USC Studio Jazz Guitar graduate George Krikes, 23, mans the lead guitar position with more than just a degree from a prestigious music school. Born with an exceptionally musical ear, George treats the guitar as if an extension of his body. His training is mainly in jazz, however, growing up he was a student of both folk and rock n' roll, with a secret obsession for 90's Top 40. George's skills have taken KW to the next level as a whole. The marriage of his training, fandom, and natural talent have produced a guitarist of unwavering dependability and precision.
The newest member of the band, Kyle Turek, 21, heads the percussion section for KW. The talented Kyle is quite the multi-instrumentalist and is known to frequently dip into piano, bass and guitar for the band as well.

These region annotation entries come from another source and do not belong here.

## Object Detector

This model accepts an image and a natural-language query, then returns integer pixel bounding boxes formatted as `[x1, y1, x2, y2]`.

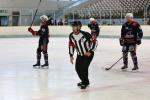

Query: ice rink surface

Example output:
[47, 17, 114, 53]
[0, 38, 150, 100]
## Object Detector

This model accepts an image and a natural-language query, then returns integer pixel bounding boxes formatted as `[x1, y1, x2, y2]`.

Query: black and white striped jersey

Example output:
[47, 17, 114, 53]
[69, 31, 98, 56]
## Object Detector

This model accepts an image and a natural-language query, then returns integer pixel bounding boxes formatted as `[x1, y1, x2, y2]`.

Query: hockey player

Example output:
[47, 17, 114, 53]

A recent graduate of the Musicians Institute in Los Angeles and a seasoned session drummer, Kyle's breadth of Latin, funk, jazz, hip-hop and fusion influences bring infinite possibilities to KW's arrangements. Kyle also has the fantastic habit of sitting perfectly in the pocket... at all times.
The bottom line is, King Washington will begin your reclamation of faith in today's music. They will make you believe in the integrity and virtue of the pop musician again. They will slap your face, tickle your nose, and leave you with a peppermint mocha and a fleece blanket in front of the fireplace by nights end. They are different and they are strangely familiar. Ill tell you later.